On a recent trip to London, Strange Attractor's Mark Pilkington introduced me to Viktor Wynd, a curator and proprietor of The Last Tuesday Society/Little Shop of Horrors, a fantastic gallery cum wunderkammer in London's East End. Upstairs is the art gallery, while the dark basement is packed — and I mean stuffed, to the point of total claustrophobia — with countless curiosities, from odd stuffed beasts to bizarre books, a box of the Rolling Stones' rubbers to a sealed box allegedly containing some of the darkness that Moses brought upon the Egyptions in Exodus. It's not always clear whether Wynd's place is a museum or a shop. And in many ways, that's the point. Fortean Times' Richard Freeman paid him a visit (photo by Etienne Gilfillan):
"I wanted to see how a contemporary wunderkammer might look," he says. Was it meant to be a sort of successor to the late, lamented Potter's Museum of Curiosities?

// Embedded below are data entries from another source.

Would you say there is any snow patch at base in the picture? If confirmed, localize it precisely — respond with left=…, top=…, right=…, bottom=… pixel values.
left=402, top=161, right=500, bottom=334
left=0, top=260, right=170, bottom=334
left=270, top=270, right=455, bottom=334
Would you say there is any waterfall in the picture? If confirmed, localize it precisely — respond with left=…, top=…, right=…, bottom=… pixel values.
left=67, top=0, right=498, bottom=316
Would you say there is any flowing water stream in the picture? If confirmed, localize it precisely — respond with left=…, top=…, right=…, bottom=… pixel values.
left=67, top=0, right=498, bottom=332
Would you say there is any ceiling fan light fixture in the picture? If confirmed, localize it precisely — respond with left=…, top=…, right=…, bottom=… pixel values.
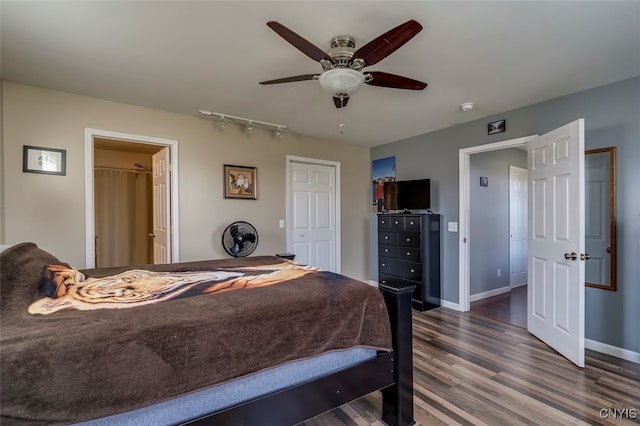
left=318, top=68, right=365, bottom=97
left=460, top=102, right=476, bottom=112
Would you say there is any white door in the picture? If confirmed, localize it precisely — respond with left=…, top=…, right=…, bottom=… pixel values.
left=509, top=166, right=528, bottom=287
left=527, top=119, right=584, bottom=367
left=150, top=148, right=171, bottom=264
left=289, top=162, right=340, bottom=272
left=584, top=152, right=611, bottom=286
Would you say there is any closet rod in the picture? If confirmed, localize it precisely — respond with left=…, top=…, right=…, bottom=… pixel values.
left=93, top=166, right=151, bottom=173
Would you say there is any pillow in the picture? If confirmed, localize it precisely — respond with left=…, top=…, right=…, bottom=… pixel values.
left=0, top=243, right=66, bottom=316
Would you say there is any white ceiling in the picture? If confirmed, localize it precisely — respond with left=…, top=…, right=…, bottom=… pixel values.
left=0, top=0, right=640, bottom=146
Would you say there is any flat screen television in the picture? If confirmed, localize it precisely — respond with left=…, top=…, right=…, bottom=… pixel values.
left=384, top=179, right=431, bottom=211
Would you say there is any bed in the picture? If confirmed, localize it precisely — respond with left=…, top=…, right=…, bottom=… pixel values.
left=0, top=243, right=413, bottom=425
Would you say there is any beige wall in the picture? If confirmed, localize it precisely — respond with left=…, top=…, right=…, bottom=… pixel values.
left=0, top=82, right=371, bottom=279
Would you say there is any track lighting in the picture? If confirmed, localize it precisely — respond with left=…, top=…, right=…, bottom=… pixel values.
left=199, top=109, right=287, bottom=138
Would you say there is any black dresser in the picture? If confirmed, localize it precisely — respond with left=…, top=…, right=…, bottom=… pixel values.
left=378, top=213, right=440, bottom=311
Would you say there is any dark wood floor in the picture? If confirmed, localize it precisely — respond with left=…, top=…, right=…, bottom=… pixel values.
left=303, top=308, right=640, bottom=426
left=471, top=285, right=527, bottom=328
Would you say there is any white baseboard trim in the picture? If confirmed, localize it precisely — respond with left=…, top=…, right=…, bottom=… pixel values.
left=469, top=286, right=511, bottom=302
left=584, top=339, right=640, bottom=364
left=440, top=299, right=462, bottom=312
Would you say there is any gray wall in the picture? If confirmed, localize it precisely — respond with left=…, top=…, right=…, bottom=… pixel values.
left=370, top=77, right=640, bottom=352
left=469, top=148, right=527, bottom=295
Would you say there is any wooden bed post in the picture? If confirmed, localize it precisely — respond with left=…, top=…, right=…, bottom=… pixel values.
left=379, top=282, right=415, bottom=426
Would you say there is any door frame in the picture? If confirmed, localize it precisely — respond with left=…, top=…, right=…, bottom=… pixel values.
left=509, top=164, right=529, bottom=289
left=84, top=128, right=180, bottom=268
left=285, top=155, right=342, bottom=274
left=458, top=135, right=538, bottom=312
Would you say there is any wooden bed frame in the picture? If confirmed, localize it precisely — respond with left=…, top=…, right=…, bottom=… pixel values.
left=185, top=283, right=415, bottom=426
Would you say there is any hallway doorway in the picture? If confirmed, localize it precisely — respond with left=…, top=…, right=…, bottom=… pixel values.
left=471, top=285, right=527, bottom=329
left=85, top=129, right=179, bottom=268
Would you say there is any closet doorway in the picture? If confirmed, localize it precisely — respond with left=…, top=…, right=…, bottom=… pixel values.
left=85, top=129, right=178, bottom=268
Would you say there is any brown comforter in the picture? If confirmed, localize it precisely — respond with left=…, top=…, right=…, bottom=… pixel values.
left=0, top=243, right=391, bottom=425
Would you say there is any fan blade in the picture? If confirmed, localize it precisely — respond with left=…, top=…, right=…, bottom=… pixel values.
left=260, top=74, right=320, bottom=84
left=267, top=21, right=333, bottom=63
left=353, top=19, right=422, bottom=66
left=365, top=71, right=427, bottom=90
left=333, top=96, right=349, bottom=108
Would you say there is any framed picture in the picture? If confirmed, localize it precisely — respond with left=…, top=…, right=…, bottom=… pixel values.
left=223, top=164, right=258, bottom=200
left=487, top=120, right=507, bottom=135
left=22, top=145, right=67, bottom=176
left=371, top=157, right=396, bottom=212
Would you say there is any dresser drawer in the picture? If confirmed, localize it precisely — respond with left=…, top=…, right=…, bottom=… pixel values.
left=378, top=258, right=422, bottom=281
left=378, top=244, right=398, bottom=257
left=397, top=232, right=421, bottom=247
left=404, top=216, right=422, bottom=231
left=389, top=216, right=404, bottom=231
left=394, top=247, right=422, bottom=262
left=378, top=231, right=398, bottom=244
left=378, top=214, right=391, bottom=229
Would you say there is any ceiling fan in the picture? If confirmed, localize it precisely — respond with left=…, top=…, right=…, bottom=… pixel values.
left=260, top=20, right=427, bottom=108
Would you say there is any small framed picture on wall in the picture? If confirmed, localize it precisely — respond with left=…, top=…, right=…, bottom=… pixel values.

"I think we're more of an homage to childhood memories of the Pitt Rivers, the Horniman Museum and the John Soane Museum," he says, "Although in my mind it's really a miniature version of the Metropolitan Museum in New York, or Peter the Great's cabinet of curiosities."

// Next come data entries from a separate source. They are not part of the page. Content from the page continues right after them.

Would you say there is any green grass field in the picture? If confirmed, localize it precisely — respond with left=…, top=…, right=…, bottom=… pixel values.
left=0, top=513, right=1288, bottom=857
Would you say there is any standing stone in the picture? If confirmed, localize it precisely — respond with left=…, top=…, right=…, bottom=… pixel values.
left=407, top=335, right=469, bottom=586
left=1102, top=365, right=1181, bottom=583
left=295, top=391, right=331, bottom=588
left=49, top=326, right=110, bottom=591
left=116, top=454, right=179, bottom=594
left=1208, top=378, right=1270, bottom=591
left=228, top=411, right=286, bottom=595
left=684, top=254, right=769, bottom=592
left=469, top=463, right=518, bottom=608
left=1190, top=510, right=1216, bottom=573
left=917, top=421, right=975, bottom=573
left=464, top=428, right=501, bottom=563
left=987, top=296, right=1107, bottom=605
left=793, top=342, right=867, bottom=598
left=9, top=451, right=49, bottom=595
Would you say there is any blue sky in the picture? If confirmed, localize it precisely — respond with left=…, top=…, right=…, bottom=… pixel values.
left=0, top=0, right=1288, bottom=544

So we find a collection of skulls from the victims of Dayak head hunters in Borneo, some dating back to the 12th century. The oldest human skull in the shop is a partially fossilised 10,000-year-old specimen from Papua New Guinea, with a section missing where the fatal axe met the bone.

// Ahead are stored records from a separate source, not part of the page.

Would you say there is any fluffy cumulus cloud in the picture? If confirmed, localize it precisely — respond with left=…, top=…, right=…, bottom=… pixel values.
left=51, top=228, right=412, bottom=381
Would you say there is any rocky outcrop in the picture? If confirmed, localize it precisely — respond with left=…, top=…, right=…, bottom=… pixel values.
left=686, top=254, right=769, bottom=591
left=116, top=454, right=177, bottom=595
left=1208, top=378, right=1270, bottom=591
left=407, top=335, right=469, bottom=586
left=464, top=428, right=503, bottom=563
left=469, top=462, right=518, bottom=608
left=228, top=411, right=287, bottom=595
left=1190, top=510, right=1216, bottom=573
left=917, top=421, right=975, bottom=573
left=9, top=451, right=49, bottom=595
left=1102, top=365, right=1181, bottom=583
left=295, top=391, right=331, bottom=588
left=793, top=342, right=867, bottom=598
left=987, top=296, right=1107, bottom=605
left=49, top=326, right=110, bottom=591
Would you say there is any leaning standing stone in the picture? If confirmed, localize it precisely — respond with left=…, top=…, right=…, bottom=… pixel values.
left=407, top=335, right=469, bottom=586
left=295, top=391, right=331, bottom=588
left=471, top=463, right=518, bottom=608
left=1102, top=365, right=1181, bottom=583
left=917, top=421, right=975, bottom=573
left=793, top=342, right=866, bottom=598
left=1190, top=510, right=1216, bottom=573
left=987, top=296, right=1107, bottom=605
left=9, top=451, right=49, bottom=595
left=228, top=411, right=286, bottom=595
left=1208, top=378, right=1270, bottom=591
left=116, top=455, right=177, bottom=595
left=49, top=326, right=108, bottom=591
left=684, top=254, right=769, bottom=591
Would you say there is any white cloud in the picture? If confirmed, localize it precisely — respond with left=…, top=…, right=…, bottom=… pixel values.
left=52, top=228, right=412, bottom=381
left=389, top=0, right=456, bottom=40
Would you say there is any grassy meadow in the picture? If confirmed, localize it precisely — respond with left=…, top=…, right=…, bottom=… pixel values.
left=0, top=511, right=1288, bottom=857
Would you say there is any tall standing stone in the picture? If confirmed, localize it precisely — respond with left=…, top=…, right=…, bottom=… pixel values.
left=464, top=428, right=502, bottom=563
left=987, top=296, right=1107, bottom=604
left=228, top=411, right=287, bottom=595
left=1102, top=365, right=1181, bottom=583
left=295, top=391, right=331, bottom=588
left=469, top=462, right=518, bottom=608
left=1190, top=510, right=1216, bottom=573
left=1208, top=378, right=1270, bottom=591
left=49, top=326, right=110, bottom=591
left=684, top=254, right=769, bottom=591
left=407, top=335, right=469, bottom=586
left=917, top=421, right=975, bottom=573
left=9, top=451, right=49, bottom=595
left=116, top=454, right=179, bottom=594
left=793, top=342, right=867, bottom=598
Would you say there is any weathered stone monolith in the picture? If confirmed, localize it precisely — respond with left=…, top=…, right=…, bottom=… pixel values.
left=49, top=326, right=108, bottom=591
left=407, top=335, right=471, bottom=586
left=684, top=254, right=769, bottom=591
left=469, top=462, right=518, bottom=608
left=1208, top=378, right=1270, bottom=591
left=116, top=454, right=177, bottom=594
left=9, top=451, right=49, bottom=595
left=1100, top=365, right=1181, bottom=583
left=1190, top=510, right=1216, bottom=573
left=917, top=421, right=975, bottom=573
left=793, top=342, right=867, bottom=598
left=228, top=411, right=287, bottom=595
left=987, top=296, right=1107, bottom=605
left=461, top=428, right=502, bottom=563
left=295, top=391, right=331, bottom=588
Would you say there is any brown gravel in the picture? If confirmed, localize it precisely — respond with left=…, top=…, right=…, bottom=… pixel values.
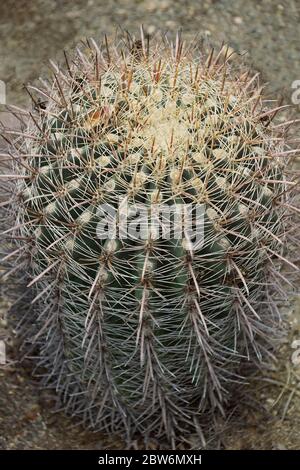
left=0, top=0, right=300, bottom=449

Just as impressive is one of only two shrunken heads of a Caucasian in Europe. No one knows who the moustachioed white man was, a missionary or an explorer, but he met his end in Ecuador over 100 years ago. Now his scalp and face, shrunken with hot sand, sit in a jar, eyes and mouth sewn shut. Many of the exhibits remind us of our own mortality – perhaps none more so than the preserved erect penis of a man hanged 300 years ago.